CROWLEY, La. -- Fueled by white voter resentment and distrust of government, former Klansman David Duke appears poised to score a major triumph in tomorrow's election for governor of Louisiana.
Mr. Duke's resurgence has confounded the experts, who failed to anticipate the apparent breadth of his appeal and his ability to tap a national tide of voter alienation, which is running at flood levels in this economically troubled state.
On the eve of the open primary, in which both parties compete, polls show that Mr. Duke, a Republican state representative, is in a virtual three-way tie for the lead with Republican Gov. Charles E. "Buddy" Roemer III and former Gov. Edwin W. Edwards, a Democrat.
State politicians say that Mr. Duke stands a good chance of advancing into the runoff election Nov. 16.
Privately, at least one of Mr. Roemer's top campaign advisers predicted this week that Mr. Duke would finish first in tomorrow's balloting.
As he campaigned across the bayou country of southern Louisiana this week, Mr. Duke was ebullient. He said he sensed a greater level of acceptance than in his 1990 Senate race, when he outran by a considerable margin pre-election forecasts in taking almost 45 percent of the vote -- and 60 percent of the white vote -- against veteran Democratic Sen. J. Bennett Johnston.
"Are y'all ready for a new governor?" Mr. Duke shouted to supporters outside the Acadia Parish courthouse in Crowley, La. "We need a change."
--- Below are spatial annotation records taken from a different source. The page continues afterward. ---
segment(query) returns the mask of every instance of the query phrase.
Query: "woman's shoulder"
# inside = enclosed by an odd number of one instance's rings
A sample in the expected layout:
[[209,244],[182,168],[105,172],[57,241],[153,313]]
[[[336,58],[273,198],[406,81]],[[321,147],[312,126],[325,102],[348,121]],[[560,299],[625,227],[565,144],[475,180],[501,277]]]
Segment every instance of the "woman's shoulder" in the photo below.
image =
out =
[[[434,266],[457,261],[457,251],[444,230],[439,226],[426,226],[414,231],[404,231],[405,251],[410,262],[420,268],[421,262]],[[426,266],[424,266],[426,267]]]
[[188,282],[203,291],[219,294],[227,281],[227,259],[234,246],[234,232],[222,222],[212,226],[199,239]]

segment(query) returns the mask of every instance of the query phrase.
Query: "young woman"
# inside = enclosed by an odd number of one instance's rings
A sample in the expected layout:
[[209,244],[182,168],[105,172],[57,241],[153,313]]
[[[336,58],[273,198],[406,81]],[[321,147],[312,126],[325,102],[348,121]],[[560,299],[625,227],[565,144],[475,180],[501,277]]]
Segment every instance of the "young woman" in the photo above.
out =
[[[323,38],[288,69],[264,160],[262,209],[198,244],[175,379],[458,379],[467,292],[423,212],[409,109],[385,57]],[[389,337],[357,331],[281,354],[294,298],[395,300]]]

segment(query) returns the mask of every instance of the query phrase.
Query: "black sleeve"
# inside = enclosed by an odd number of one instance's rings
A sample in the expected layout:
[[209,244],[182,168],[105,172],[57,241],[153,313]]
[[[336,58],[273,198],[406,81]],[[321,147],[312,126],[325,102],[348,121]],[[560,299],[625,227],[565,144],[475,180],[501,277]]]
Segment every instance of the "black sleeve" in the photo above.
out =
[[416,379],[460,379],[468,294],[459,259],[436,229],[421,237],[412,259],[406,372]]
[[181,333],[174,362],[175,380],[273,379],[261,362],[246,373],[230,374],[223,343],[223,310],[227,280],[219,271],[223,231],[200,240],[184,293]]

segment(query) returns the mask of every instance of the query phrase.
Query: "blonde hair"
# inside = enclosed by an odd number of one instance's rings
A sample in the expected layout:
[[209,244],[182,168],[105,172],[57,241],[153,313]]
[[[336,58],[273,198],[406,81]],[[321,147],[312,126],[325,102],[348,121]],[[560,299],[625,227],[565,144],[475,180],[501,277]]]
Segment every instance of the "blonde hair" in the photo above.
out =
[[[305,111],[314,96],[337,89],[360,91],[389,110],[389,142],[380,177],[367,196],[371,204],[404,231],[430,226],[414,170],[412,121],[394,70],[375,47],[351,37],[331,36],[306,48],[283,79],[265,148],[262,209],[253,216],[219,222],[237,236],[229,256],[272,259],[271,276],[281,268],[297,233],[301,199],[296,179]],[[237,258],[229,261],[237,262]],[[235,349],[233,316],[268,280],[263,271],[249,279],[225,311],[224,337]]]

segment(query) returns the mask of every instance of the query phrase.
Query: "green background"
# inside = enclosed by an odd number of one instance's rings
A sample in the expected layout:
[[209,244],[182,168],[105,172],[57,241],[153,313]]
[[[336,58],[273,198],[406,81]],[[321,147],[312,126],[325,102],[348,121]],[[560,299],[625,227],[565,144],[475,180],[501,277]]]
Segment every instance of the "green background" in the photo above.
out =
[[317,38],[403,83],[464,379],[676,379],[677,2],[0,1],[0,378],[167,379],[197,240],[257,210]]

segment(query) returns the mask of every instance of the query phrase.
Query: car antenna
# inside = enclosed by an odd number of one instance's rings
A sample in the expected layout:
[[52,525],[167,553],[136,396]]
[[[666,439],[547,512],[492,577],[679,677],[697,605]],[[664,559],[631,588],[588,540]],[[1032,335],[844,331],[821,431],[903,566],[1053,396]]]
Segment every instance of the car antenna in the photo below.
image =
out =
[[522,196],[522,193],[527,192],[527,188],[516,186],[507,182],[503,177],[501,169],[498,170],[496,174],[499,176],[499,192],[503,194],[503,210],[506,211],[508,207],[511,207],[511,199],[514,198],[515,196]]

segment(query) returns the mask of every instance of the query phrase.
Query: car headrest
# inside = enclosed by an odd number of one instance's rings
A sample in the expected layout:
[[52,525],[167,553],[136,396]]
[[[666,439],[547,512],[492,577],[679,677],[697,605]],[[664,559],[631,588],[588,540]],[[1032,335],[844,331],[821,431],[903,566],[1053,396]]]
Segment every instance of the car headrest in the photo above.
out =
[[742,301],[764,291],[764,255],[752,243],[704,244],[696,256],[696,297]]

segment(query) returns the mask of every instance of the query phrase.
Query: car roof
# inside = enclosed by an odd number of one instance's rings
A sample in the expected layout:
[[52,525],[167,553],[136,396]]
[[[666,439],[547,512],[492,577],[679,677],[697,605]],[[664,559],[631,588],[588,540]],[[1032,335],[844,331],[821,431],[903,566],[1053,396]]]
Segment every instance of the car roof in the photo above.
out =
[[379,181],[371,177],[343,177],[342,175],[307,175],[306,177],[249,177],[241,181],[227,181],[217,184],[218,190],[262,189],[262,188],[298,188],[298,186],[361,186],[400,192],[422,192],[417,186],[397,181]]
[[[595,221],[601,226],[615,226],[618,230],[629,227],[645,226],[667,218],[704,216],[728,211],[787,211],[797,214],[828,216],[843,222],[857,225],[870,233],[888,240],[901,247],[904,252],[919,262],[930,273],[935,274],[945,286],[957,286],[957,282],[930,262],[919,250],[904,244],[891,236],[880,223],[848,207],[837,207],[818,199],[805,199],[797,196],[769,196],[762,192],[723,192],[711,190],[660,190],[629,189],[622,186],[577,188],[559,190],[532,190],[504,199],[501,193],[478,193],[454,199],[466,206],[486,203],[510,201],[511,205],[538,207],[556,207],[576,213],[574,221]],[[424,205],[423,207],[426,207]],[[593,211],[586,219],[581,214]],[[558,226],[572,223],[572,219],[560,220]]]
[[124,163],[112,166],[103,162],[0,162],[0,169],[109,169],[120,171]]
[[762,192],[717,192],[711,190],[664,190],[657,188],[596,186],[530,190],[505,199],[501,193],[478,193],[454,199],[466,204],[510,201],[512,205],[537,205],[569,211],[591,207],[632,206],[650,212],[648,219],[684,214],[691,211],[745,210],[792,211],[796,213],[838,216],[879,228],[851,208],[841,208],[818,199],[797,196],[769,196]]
An elderly Cajun, standing near the front of the all-white crowd, hollered a question of his own to the 41-year-old candidate.
"Speak any French?" he asked.
"No I don't," Mr. Duke responded. "But I speak your language when it comes to taxes and welfare and government."
The square-shouldered, sandy-haired Mr. Duke, whose telegenic features have been improved through plastic surgery, is running a more sophisticated campaign these days. He has pared his staff to four paid workers, from 78 last year, he says, letting him pump more money into TV and radio ads.
Despite difficulty in measuring the "hidden" Duke vote -- those unwilling to tell pollsters they are supporting him, for fear of appearing racist -- his support hovers around the 30 percent mark, roughly the same as that for Mr. Roemer and Mr. Edwards.
Twelve names are on the ballot in all, including U.S. Representative Clyde C. Holloway, the endorsed candidate of the state Republican Party.
If none of them gets 50 percent of the vote, a runoff between the top two finishers will be necessary.
Mr. Duke's popularity remains rooted in his white supremacist views, and his campaign speeches contain numerous coded appeals to racial prejudice.
He attacks "welfare parasites," affirmative action, school busing and other policies he says discriminate against whites.
But his TV commercials shrewdly concentrate on mainstream issues such as cutting government spending and holding the line on tax increases.
In doing so, he adroitly touches many of the deepest concerns of white voters, including some linked less directly, if at all, to race. A recent analysis by the University of New Orleans Survey Research Center concluded that race appears to be "a less potent factor" in this election than it was in the Duke-Johnston Senate race.
The same study found that voter cynicism had reached epidemic levels in this state. Mr. Duke's political gains are directly related to white voters' disgust with government, which they believe has lost touch with them, the UNO report concluded.
The Duke campaign "is the most visible manifestation today of white backlash in America," said Susan Howell, the UNO political scientist who wrote the report.
"It began in the '60s with the civil rights movement and the [perceived failures of] Great Society programs. . . . Duke is the symbol of white reaction to those failures and to the feeling of the little white man who believes he has been forgotten by government."
Mr. Duke, who appears well-positioned to exploit the anti-government protest vote, has become, in effect, the racist reform candidate of 1991.
Remarkably, even those attempting to drive Mr. Duke from the political scene are deeply frustrated over the breakdown of government.
The Rev. James Stovall, who heads the Louisiana Coalition Against Racism and Nazism, says that the failures of national institutions, including government, have pushed problems down to the state level and allowed the Duke phenomenon to flourish.
"I hate to say this, because it plays into what Duke is saying. But the Louisiana Legislature has been taken over by PACs. The U.S. Congress has been taken over by PACs. . . . To be able to vote does not mean very much anymore," said Mr. Stovall, a retired United Methodist minister.
The anti-Duke organization, founded in 1989, the year of Mr. Duke's election to the Legislature, has attempted to expose the details of his involvement with Ku Klux Klan and neo-Nazi groups in the 1970s and 1980s.